Sogo & Seibu has nine other department stores in Tokyo and elsewhere in Japan. The cartel’s approximately 5,000 employees fear a severe restructuring after the sale by its owner Seven & i Holdings to the US investment group Fortress.

“I think the strike is revolutionary”

The strike made headlines in Japan. TV channels filmed live in front of the store, including from the air with a chartered helicopter.

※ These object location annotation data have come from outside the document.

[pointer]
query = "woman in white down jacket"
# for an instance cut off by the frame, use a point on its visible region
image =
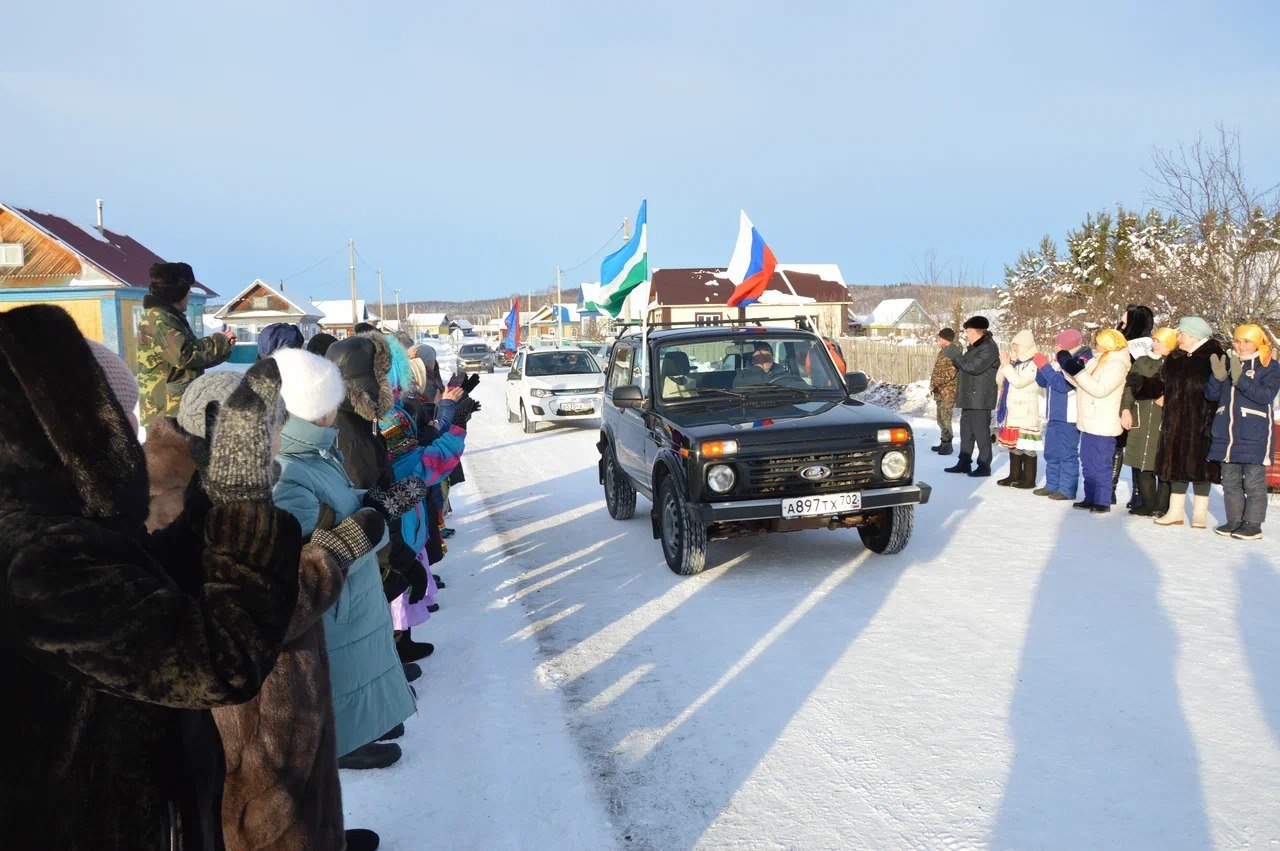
(1018, 412)
(1101, 384)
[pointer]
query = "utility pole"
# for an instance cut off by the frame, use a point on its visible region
(351, 251)
(560, 318)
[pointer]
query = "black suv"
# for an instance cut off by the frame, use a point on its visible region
(750, 430)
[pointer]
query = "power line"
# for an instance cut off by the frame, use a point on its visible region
(597, 251)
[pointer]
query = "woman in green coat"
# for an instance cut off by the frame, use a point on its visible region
(1142, 419)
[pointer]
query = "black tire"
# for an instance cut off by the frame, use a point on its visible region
(620, 495)
(890, 531)
(684, 539)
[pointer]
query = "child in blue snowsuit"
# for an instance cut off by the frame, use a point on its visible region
(1061, 435)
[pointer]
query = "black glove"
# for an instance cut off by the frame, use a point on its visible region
(464, 411)
(416, 582)
(352, 538)
(398, 499)
(240, 451)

“I think the strike is revolutionary,” Susumu Aso, a 68-year-old pensioner, told AFP, confident that he had traveled two hours by train to come see this demonstration. “I think it will have a big effect at the national level.”

The sale of Sogo & Seibu will be finalized on Friday, Seven & i Holdings and Fortress confirmed in separate statements on Thursday. The US group has promised to maintain employment “to the extent possible.”

Department stores are an institution in Japan, but many are struggling to adjust to new consumption patterns, and those located outside of the country’s major urban centers are also seeing demographic decline.

Their number has risen from 311 in 1999 to 181 this year, according to a recent note by Michael Causton, co-founder of research firm JapanConsuming, noting that some of them now function as shopping malls.